Il existait jusqu’à aujourd’hui un accord tacite entre Damas et la communauté internationale. Tant que le régime ne touchait pas à Israël et au Liban, qu’il n’utilisait par d’armes chimiques et qu’il bombardait modérément la population, les grandes puissances n’interviendraient pas directement. Mais voilà trois mois que les états-Unis et la Russie ont entamé des négociations. Ce qui revient à exclure la France et le Grande-Bretagne de la solution politique.

 

Paris et Londres promettraient des armes uniquement pour rester dans le jeu ?

Mais tout le monde souhaite y rester, mais en jouant sa propre partition ! Les USA, la Russie, l’Iran, Israël, la France et l’Angleterre, tout le monde ! Le problème, c’est que Paris et Londres travaillent avec des représentants de l’opposition qui ne sont pas les bons. Les Frères musulmans ont pris le pouvoir au Conseil national syrien ( CNS ) et les extrémistes islamistes ont infiltré l’Armée syrienne libre ( ASL ). Ces groupes radicaux manipulent tout le monde, la France notamment avec l’aide du Qatar. Les Frères choisissent et mettent en avant des figures islamistes indépendantes qui n’ont aucun poids politique mais qui rassurent les occidentaux. C’est la même chose pour l’armée. Avant, l’ASL était composée essentiellement de déserteurs de l’armée syrienne. Puis, sont apparus des groupes djihadistes qui s’en réclament mais qui n’ont rien à voir avec elle. C’est à des gens qui viennent de prêter allégeance à Al -Qaida ( Le front Al-Nosra ) que vous voulez donner des armes?

 

Certains groupes seraient plus modérés que d’autres…
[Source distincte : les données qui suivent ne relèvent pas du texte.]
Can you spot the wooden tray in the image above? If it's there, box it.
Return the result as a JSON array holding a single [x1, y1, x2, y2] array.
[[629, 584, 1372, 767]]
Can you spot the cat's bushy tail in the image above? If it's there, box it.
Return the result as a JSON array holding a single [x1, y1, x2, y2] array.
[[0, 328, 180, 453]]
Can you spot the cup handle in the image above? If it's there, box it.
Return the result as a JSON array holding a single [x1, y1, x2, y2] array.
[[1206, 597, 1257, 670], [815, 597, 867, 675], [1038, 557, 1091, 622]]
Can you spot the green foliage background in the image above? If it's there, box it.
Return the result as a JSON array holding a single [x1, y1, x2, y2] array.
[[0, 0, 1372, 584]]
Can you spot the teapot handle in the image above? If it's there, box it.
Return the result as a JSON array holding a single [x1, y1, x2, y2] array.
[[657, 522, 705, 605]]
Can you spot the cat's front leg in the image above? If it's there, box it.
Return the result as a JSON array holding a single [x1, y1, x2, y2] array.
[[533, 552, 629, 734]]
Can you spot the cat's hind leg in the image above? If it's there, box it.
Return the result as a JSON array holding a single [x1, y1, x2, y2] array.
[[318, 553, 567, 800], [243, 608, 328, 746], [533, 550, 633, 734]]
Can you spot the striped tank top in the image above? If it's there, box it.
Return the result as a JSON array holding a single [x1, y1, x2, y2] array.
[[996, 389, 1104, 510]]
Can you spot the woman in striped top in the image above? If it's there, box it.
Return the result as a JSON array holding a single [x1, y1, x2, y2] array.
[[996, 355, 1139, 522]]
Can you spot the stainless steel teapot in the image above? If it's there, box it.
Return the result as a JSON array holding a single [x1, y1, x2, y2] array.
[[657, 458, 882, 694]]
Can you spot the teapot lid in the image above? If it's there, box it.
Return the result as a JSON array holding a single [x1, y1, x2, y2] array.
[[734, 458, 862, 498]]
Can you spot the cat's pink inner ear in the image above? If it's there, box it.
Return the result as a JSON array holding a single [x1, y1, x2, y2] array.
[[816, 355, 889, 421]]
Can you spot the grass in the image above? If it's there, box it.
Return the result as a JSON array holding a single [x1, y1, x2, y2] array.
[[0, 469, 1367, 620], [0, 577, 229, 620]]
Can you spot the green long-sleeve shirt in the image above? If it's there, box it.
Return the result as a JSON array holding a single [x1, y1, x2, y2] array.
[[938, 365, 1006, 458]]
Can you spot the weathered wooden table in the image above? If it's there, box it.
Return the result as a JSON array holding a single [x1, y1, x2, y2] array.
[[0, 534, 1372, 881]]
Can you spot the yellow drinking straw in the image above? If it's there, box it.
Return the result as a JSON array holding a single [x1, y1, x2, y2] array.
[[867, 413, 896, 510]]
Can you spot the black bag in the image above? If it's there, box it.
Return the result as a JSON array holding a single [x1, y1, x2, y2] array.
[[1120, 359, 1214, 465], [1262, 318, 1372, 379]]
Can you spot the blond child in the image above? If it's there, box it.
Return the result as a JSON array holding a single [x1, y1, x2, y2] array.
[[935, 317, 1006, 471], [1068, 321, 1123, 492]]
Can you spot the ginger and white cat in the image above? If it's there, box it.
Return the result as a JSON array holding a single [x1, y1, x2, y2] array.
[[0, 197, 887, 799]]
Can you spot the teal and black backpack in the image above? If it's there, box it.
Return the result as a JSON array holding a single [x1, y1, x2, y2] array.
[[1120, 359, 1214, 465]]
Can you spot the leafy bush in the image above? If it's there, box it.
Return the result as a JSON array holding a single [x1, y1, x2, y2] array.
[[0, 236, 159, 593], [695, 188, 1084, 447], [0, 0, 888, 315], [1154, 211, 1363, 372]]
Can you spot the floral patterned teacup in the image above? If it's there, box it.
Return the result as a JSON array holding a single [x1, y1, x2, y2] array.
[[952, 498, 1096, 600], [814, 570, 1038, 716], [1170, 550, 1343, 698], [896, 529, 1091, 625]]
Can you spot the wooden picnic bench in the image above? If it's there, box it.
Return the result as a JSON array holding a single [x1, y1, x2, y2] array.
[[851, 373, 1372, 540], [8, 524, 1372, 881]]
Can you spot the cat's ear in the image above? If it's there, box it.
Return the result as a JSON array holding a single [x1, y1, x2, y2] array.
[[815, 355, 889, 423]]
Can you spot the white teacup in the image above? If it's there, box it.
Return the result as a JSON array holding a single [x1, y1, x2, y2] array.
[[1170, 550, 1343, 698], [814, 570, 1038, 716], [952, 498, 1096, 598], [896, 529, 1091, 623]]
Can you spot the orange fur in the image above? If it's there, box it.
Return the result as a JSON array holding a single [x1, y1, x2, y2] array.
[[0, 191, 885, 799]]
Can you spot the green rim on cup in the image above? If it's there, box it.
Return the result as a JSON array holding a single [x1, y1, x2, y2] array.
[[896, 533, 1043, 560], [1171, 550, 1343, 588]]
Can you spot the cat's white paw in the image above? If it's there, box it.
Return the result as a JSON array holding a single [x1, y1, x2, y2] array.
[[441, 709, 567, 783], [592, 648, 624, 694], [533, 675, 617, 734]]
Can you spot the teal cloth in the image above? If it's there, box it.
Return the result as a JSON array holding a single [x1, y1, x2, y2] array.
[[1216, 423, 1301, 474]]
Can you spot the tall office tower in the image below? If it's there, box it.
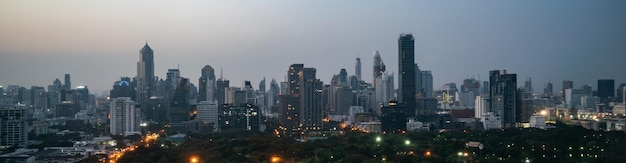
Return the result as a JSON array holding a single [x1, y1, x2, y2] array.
[[615, 83, 626, 104], [380, 101, 407, 133], [197, 101, 219, 132], [215, 78, 230, 106], [474, 96, 489, 118], [564, 88, 587, 108], [165, 69, 180, 88], [198, 65, 216, 102], [267, 79, 280, 107], [63, 74, 72, 90], [461, 78, 480, 96], [256, 77, 268, 107], [135, 43, 155, 112], [287, 64, 304, 96], [298, 68, 324, 130], [383, 73, 396, 102], [524, 77, 534, 94], [372, 50, 385, 88], [0, 107, 28, 148], [109, 97, 141, 136], [259, 77, 265, 92], [279, 64, 323, 131], [415, 64, 424, 99], [598, 79, 615, 104], [170, 78, 190, 127], [398, 34, 416, 117], [561, 80, 574, 99], [515, 88, 534, 124], [420, 71, 433, 98], [243, 80, 258, 105], [489, 70, 517, 128], [543, 82, 552, 97], [480, 81, 489, 97], [580, 84, 593, 96], [354, 57, 363, 81]]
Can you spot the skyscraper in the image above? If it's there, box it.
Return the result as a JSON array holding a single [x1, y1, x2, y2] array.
[[198, 65, 216, 102], [279, 64, 323, 131], [63, 74, 72, 90], [372, 50, 385, 88], [298, 68, 323, 130], [109, 97, 141, 136], [135, 43, 155, 112], [489, 70, 517, 128], [398, 34, 416, 116], [170, 78, 190, 127], [543, 82, 552, 97], [561, 80, 574, 99], [354, 57, 363, 81], [598, 79, 615, 103], [0, 107, 28, 148], [420, 71, 433, 98], [524, 77, 533, 94]]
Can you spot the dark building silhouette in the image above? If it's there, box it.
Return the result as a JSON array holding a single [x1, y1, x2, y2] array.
[[109, 77, 135, 100], [398, 34, 417, 117], [215, 78, 230, 106], [170, 78, 191, 127], [598, 79, 615, 103], [198, 65, 217, 102], [561, 80, 574, 100], [279, 64, 323, 131], [489, 70, 517, 128], [63, 74, 72, 90], [218, 104, 261, 131], [515, 88, 534, 123], [380, 101, 407, 133], [135, 43, 155, 114], [372, 51, 385, 85]]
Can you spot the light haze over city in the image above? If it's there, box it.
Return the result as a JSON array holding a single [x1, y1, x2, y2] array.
[[0, 0, 626, 94]]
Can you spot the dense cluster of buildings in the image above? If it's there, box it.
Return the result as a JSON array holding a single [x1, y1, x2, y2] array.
[[0, 34, 626, 162]]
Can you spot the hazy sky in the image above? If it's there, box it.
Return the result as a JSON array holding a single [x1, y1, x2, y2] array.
[[0, 0, 626, 94]]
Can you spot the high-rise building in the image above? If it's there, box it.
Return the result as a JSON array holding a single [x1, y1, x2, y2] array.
[[196, 101, 219, 131], [0, 107, 28, 148], [380, 101, 407, 133], [169, 78, 190, 127], [489, 70, 517, 128], [398, 34, 417, 117], [198, 65, 217, 102], [580, 84, 593, 96], [372, 51, 385, 84], [299, 68, 324, 130], [279, 64, 323, 131], [615, 83, 626, 101], [421, 71, 433, 98], [543, 82, 553, 97], [564, 88, 587, 108], [63, 74, 72, 90], [515, 88, 534, 124], [135, 43, 155, 112], [165, 69, 180, 88], [598, 79, 615, 103], [215, 78, 230, 106], [354, 57, 363, 81], [524, 77, 534, 94], [109, 97, 141, 136], [415, 64, 424, 99], [561, 80, 574, 99]]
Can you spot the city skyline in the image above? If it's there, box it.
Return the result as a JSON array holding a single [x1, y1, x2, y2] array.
[[0, 1, 626, 94]]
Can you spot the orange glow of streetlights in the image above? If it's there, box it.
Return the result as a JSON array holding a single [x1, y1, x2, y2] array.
[[271, 156, 280, 162], [189, 156, 200, 163]]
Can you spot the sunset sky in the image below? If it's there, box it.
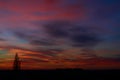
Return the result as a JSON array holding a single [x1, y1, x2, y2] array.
[[0, 0, 120, 69]]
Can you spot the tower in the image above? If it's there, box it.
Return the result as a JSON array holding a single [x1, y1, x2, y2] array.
[[13, 53, 20, 70]]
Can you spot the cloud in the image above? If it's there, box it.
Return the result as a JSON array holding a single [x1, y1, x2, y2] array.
[[44, 21, 101, 47]]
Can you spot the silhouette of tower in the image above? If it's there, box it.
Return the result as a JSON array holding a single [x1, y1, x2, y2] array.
[[13, 53, 20, 70]]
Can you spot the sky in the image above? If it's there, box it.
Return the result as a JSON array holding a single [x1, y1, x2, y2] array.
[[0, 0, 120, 70]]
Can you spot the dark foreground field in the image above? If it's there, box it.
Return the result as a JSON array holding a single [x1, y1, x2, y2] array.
[[0, 69, 120, 80]]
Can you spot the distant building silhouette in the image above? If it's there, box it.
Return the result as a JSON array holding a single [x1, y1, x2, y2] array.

C’est quoi un islamiste modéré? Vous pouvez me l’expliquer ? A mon sens, cela n’existe pas. Quand on prétend être un modéré on est pour la laïcité.

 

Les négociations entre Moscou et Washington peuventelles aboutir ?

Pour l’instant, elles sont laborieuses. Chacun pousse ses cartes. En l’occurrence, les Américains poussent les Français ( à fournir des armes à l’opposition ) qui ne devraient pas prendre cette responsabilité. En même temps les USA ont des cibles, des personnes à éliminer, ils mènent sur place des opérations clandestines. Pour eux, il s’agit de garantir la sécurité d’Israël et la stabilité de la région. Au delà, le jeu des États-Unis n’est pas clair, à l’égard des Turcs et des Kurdes notamment. Les Israéliens, quant à eux, préfèrent une Syrie divisée et affaiblie. Ils redoutent la mise en place d’un gouvernement islamiste à Damas. Les Russes, enfin, ont des accords et des intérêts à préserver en Syrie. A partir du moment où on leur donne des garanties et qu’ils perçoivent une alternative à Bachar el-Assad, c’est à dire un leader fiable et des opposants qui le sont aussi, alors une solution politique est possible. Seuls Poutine et Obama sont en mesure de débloquer la situation.

 

On dit que les milieux d’affaires syriens soutiennent encore Assad…

C’est exact, et les milieux d’affaires à Damas c’est la bourgeoisie sunnite. Des Sunnites dont les intérêts sont liés à ceux d’un régime aux mains du clan Assad et donc des Alaouites. Les milieux d’affaires veulent sortir de l’impasse de la guerre mais ils n’ont pas de vision claire. C’est le coeur du problème: chacun prétend vouloir un compromis, mais personne ne parvient à en jeter ne serait-ce que les bases.